There’s often so much going on you have to unpack things. Like, the scene you’re in starts out as a backyard cookout but ends up as a parody TV commercial (for the ‘Snatch Away’ – see below). But when you look back over entire episodes, it’s clear they’re often riffing around a central theme, and that theme is often black masculinity or black sexuality.
And also, in addition to quote-unquote masculinity, it does a lot of examination of gender, period.
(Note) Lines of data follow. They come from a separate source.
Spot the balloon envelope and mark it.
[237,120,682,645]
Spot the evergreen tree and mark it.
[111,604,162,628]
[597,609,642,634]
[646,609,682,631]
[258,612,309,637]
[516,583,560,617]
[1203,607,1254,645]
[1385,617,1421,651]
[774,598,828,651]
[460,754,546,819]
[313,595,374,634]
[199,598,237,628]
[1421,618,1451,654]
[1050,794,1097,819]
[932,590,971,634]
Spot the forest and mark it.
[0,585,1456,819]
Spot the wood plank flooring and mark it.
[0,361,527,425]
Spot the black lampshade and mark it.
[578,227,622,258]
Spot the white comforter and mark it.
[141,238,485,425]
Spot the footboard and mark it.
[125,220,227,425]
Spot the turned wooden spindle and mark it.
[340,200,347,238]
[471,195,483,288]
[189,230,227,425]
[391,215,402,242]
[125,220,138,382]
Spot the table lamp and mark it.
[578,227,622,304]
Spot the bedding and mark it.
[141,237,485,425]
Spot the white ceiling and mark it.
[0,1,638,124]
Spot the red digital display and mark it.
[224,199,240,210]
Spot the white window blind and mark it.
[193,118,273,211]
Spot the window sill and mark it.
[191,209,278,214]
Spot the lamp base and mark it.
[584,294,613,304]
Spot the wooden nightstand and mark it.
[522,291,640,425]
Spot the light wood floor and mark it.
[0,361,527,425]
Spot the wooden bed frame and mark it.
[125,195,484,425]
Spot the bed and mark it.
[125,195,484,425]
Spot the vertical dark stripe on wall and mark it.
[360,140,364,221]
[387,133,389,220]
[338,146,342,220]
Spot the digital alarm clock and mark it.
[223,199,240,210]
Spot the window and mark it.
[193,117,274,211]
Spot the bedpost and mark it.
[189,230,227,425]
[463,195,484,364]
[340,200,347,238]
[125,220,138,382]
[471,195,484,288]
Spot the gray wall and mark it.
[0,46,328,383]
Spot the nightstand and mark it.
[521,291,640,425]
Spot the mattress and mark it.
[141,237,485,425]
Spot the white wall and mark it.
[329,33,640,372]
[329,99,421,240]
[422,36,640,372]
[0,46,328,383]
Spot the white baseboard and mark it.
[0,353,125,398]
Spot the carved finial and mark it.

And that’s not a conversation that a lot of people have. And certainly it’s not something they see on TV every week, right?
Not this way.
[Laughs.] Yeah, not this way. You’re right, you’re right! It’s a lovely thing. And it’s so funny because just today, I didn’t do it yet, but I was just getting ready to post something, saying ‘Well, Episode 5 is tonight. What will the children do?!’
And so every week, I’m curious myself.
Even in our age of such groundbreaking black TV shows as ‘Atlanta’ or ‘Insecure,’ a show as unconventional as ‘Random Acts of Flyness’ – it’s highly unusual. And the fact that it’s on HBO – which has been something like the gold standard for cable TV programming the past two decades – it’s kind of amazing.
You’re right about amazing. My take is that it’s really past time for space to be made for this generation of folk to create what they’re creating. And not just their creative work, in the fields of politics, social justice, religion. I’ve been saying for years, I’m more than willing to sit down. I’m ready. And I do think perhaps entities like HBO are looking for something that speaks to this generation because it’s their time. I really do believe that. It’s their time.